Né en 1880, Paul Doncœur perçoit l’appel de Dieu à l’âge de 11 ans, le jour de sa première communion. Entré au noviciat des jésuites, il subit l’exil, comme toutes les congrégations religieuses françaises. Il poursuit alors ses études en Belgique avant d’être ordonné prêtre en 1912.
Au début de la Première Guerre mondiale, le jeune jésuite devient aumônier dans l’infanterie. Il s’y distingue par sa bravoure et son dévouement. Il sillonne sans cesse le no man’s land avec les infirmiers afin de récupérer les blessés, administrer les mourants, ramasser les cadavres. À la fin de la guerre, il considère de son devoir d’offrir, autant que possible, une sépulture décente aux soldats morts sur le champ d’honneur. C’est pourquoi, avec une équipe d’anciens combattants, il parcourt pendant un an les champs de bataille pour ramasser les ossements anonymes et édifier un calvaire à la mémoire des soldats morts.
Un idéal de dévouement
Meurtri par la violence de l’anticléricalisme français et par ses années d’exil, le Père Doncœur restera très marqué par la guerre. Ces deux épreuves sont déterminantes pour comprendre ses engagements futurs. Il souhaite garder vivace l’idéal de sacrifice des soldats de la Grande Guerre, et il cherche à former la jeunesse afin de remplacer ces hommes morts pour leur pays. En 1924, il fonde le mouvement des Cadets avec l’intention de révéler à tous les jeunes « la splendeur de la vie humaine par un christianisme intégral ». Il devient aussi l’un des principaux orateurs de la Ligue des droits du religieux ancien combattant (DRAC) et collabore à France Catholique, également fondée en 1924 par le général de Castelnau.
Cette année-là, le Père Sevin l’invite à participer au camp de sa troupe, en forêt de Chantilly. Le Père Doncœur est séduit par le scoutisme, surtout par sa branche aînée. Il voit dans ce mouvement la possibilité de façonner une génération de bâtisseurs et de saints.
Il devient alors l’aumônier de la Route et lui insuffle une puissante dimension religieuse. Il fait en sorte que les Routiers approfondissent leur foi, afin qu’elle sorte de l’enfance et de l’adolescence et qu’elle devienne adulte. Le Routier doit être sûr de sa foi, estime-t-il, sûr de ce qu’il est, avant de pouvoir donner et servir.
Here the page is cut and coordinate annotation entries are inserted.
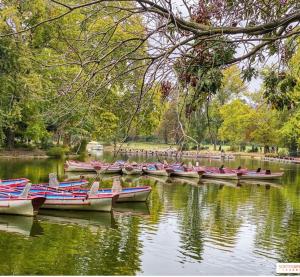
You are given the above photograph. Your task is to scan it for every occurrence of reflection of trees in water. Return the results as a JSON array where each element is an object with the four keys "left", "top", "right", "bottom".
[
  {"left": 0, "top": 159, "right": 64, "bottom": 183},
  {"left": 201, "top": 185, "right": 247, "bottom": 248},
  {"left": 0, "top": 217, "right": 141, "bottom": 275},
  {"left": 176, "top": 186, "right": 203, "bottom": 261}
]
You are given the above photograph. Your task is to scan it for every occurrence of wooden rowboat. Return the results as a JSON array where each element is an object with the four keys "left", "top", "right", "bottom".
[
  {"left": 122, "top": 166, "right": 143, "bottom": 175},
  {"left": 143, "top": 166, "right": 168, "bottom": 176},
  {"left": 166, "top": 168, "right": 204, "bottom": 178},
  {"left": 5, "top": 182, "right": 119, "bottom": 211},
  {"left": 68, "top": 186, "right": 151, "bottom": 202},
  {"left": 240, "top": 171, "right": 284, "bottom": 180},
  {"left": 64, "top": 161, "right": 95, "bottom": 172},
  {"left": 202, "top": 171, "right": 242, "bottom": 180},
  {"left": 0, "top": 183, "right": 46, "bottom": 216},
  {"left": 0, "top": 178, "right": 30, "bottom": 187},
  {"left": 94, "top": 164, "right": 122, "bottom": 174}
]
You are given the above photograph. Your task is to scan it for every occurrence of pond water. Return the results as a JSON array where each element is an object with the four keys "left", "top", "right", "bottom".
[{"left": 0, "top": 153, "right": 300, "bottom": 275}]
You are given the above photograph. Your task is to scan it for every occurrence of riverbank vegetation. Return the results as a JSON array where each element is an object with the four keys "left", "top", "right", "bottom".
[{"left": 0, "top": 0, "right": 300, "bottom": 155}]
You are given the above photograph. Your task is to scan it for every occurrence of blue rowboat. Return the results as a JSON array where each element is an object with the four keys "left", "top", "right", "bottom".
[
  {"left": 0, "top": 178, "right": 30, "bottom": 187},
  {"left": 5, "top": 183, "right": 118, "bottom": 211},
  {"left": 64, "top": 186, "right": 151, "bottom": 202}
]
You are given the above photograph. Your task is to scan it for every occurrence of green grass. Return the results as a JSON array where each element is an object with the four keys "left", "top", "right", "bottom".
[
  {"left": 122, "top": 142, "right": 177, "bottom": 150},
  {"left": 116, "top": 142, "right": 284, "bottom": 154}
]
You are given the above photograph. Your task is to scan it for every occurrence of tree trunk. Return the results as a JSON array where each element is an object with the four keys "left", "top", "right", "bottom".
[
  {"left": 164, "top": 128, "right": 168, "bottom": 144},
  {"left": 264, "top": 145, "right": 270, "bottom": 153},
  {"left": 4, "top": 128, "right": 15, "bottom": 150},
  {"left": 289, "top": 138, "right": 298, "bottom": 156},
  {"left": 63, "top": 134, "right": 71, "bottom": 146}
]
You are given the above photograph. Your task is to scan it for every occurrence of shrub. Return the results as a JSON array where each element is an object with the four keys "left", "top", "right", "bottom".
[{"left": 46, "top": 146, "right": 69, "bottom": 158}]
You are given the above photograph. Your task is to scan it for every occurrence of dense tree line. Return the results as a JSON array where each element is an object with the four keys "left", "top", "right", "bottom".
[{"left": 0, "top": 0, "right": 300, "bottom": 153}]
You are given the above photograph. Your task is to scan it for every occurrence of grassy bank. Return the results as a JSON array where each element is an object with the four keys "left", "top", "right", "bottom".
[
  {"left": 0, "top": 147, "right": 78, "bottom": 159},
  {"left": 112, "top": 142, "right": 264, "bottom": 157}
]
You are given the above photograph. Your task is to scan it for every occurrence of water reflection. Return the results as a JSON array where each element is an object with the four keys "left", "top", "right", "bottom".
[
  {"left": 0, "top": 215, "right": 43, "bottom": 237},
  {"left": 0, "top": 153, "right": 300, "bottom": 275}
]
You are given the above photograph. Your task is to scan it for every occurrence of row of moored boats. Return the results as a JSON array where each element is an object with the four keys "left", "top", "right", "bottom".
[
  {"left": 0, "top": 173, "right": 151, "bottom": 216},
  {"left": 65, "top": 161, "right": 283, "bottom": 180}
]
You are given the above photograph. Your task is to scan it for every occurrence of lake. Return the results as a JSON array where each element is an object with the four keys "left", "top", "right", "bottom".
[{"left": 0, "top": 153, "right": 300, "bottom": 275}]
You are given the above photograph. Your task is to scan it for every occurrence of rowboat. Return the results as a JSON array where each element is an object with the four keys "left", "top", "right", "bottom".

Il doit comprendre, rajoute-t-il, que la foi est la plus belle chose qu’un homme puisse posséder.
Dépassement spirituel
Le Père Doncœur propose aux Cadets et aux Routiers un exigeant programme de vie, où le dépassement physique va de pair avec le dépassement spirituel. La fréquence des confessions et des communions est la clef de ce mode de vie, ainsi que la lecture assidue de l’Évangile, qui doit devenir « le livre de toutes les solutions », selon l’expression du Père Doncœur. Il désire voir la jeunesse vibrer pour le Christ, il désire lui révéler que « le christianisme est une force, la force animatrice de tout l’être ».
Le Père Doncœur propose ce qu’il appelle un « christianisme positif », et non pas un moralisme négatif qui pourrait les dégoûter. Il estime que les jeunes veulent « adhérer à des vérités et non pas seulement se défendre d’erreurs ; embrasser des vertus et non pas uniquement trembler devant les vices ; […] ils veulent qu’on nourrisse à sa faim leur ambition juvénile, leur cœur et leur volonté ».
Une élite religieuse aguerrie
L’objectif du Père Doncœur était de redresser la société par la formation d’une élite religieuse aguerrie physiquement et spirituellement. Il avait le tempérament d’un croisé, désireux de reconquérir la terre de France pour l’offrir au Christ. Mais c’était un croisé franc-tireur, rétif de nature à toute institutionnalisation, et supportant mal les collaborations parfois nécessaires. Égaré après 1940 dans un monde que lui-même disait ne plus comprendre, il est cependant toujours resté un éveilleur d’hommes, avec le don de porter les autres à un niveau qui les dépasse.